Ces personnages ne sont tout à fait là où ils se retrouvent, où ils luttent pour vivre et souffrent. Ils se laissent aller à la brutalité et à l’âpreté dans les actes qu’ils préparent. Et il n’est de cruel dans ces actes que leurs conduites. Ils tendent vers un au-delà possible. Quand ce dernier ne leur donne pas une chance pour se refaire,  il les balance vers des drames dont ils n’ont pas conscience. Certains rêvent de faire sortir de l’opacité un monde éblouissant qu’ils veulent sublimer, mais qui finalement s’empare de toute velléité de changement. D’autres rêvent d’un ailleurs érigé comme une terre promise instauratrice de plénitude. Ils savent qu’ils s’arrachent à leur passé, et qu’ils n’ont pas de prise sur un futur qui leur semble hypothétique. Le temps pour eux n’a pas de durée. Il n’y a que l’avant et l’après.
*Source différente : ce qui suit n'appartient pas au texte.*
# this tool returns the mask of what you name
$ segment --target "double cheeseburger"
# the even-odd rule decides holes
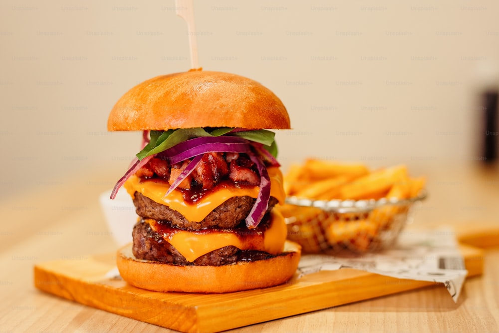
[[[281,101],[249,78],[191,71],[125,94],[110,131],[142,131],[142,150],[118,181],[138,216],[117,255],[129,284],[156,291],[225,293],[275,286],[294,274],[286,241],[274,133],[290,128]]]

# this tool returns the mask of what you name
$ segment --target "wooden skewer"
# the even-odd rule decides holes
[[[187,34],[191,50],[191,68],[199,68],[198,60],[198,44],[194,27],[194,10],[193,0],[175,0],[176,13],[187,23]]]

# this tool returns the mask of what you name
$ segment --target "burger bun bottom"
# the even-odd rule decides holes
[[[136,259],[132,244],[118,251],[116,264],[123,280],[157,292],[230,293],[277,286],[295,274],[301,247],[286,241],[282,253],[269,259],[222,266],[182,266]]]

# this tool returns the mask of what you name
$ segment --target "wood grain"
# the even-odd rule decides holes
[[[462,248],[469,276],[482,273],[483,253]],[[157,293],[106,277],[112,254],[37,264],[35,287],[82,304],[184,332],[219,332],[434,285],[353,269],[295,277],[270,288],[223,294]],[[304,300],[306,300],[306,302]]]

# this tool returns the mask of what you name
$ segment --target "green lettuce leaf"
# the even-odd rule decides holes
[[[144,157],[161,153],[174,146],[190,139],[202,136],[220,136],[229,135],[239,136],[250,141],[258,142],[274,157],[277,156],[277,145],[274,140],[275,133],[265,129],[241,131],[230,133],[234,128],[219,127],[205,129],[202,127],[180,128],[168,131],[151,131],[151,140],[145,147],[137,154],[137,157],[142,160]]]

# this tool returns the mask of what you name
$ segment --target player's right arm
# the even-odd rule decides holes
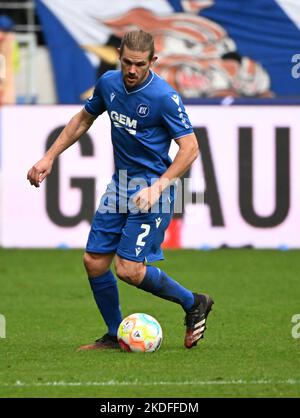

Deux instants contradictoires qu’ils juxtaposent allègrement.
                                           
Au-delà des parcours que fait revivre L’Autre côté de soi, c’est bien  un problème existentiel qui est traité avec la force tranquille de l’évidence. Se dessinent alors des trajets, des hommes et des femmes avec leurs passions de vivre et d’être, avec leurs rejets de l’inéluctable auquel ils opposent leur dignité. Ils cherchent du bout du nez un air, celui où l’âme peut respirer et vivre. Tous les personnages qu’on voit défiler sont tendus vers un territoire qui leur échappe, préparant la plupart à un autre désespoir qui étouffe leur appel qui va confondre la raison qu’à la seule fin de les éprouver.

Ils sont rongés par un mal qui frappe par son esprit insolite où le pathétique et la drôlerie se font face dans leurs prolongements souterrains. Ils se débarrassent de leurs fers et se frayent, au mépris de tout et de tous, un chemin vers la lumière. L’auteur prend du plaisir à provoquer entre ces personnages des situations pour le moins invraisemblables, voire même scabreuses pour troubler le confort du lecteur.
               
Voilà ce qu’offre avec bonheur, ce récit tout à fait organisé dans sa forme et son fond; un roman qui prolonge selon une trajectoire irréversible certains destins qui tentent désespérément de s’inscrire en choisissant le refus des voies communes et moutonnières. Dans l’univers du romancier, la vie n’a pas seulement dévoré les âmes et les corps, mais aussi l’espace qu’elle réduit à quelques lieux de joie ou de désespoir. Pourquoi la révolte pèse-t-elle plus lourd ?

Pourquoi le sacrifice a-t-il une telle importance ? N’y a-t-il que ce que le temps emporte ? Cependant, ce qui demeure dans cette fresque en est plus précieux. Aussi, L’Autre côté de soi désigne finalement aussi bien une autre réalité que cet autre qui fait vaciller son monde pour un autre rempli de lumière. Or, par quel moyen, pour nous lecteurs, d’échapper à la fascination d’un univers qui en illustre, avec talent, tous les travers et les symboles ? En réponse à cela, les voix sont largement ouvertes. Souhaitons somme toute que ce roman marque, non pas une pause dans l’itinéraire de l’écrivain, mais une continuité.
                                                                                                                                                                           
 

*L’Autre côté de soi, Casablanca, Orion Editions, 2020, 400 p.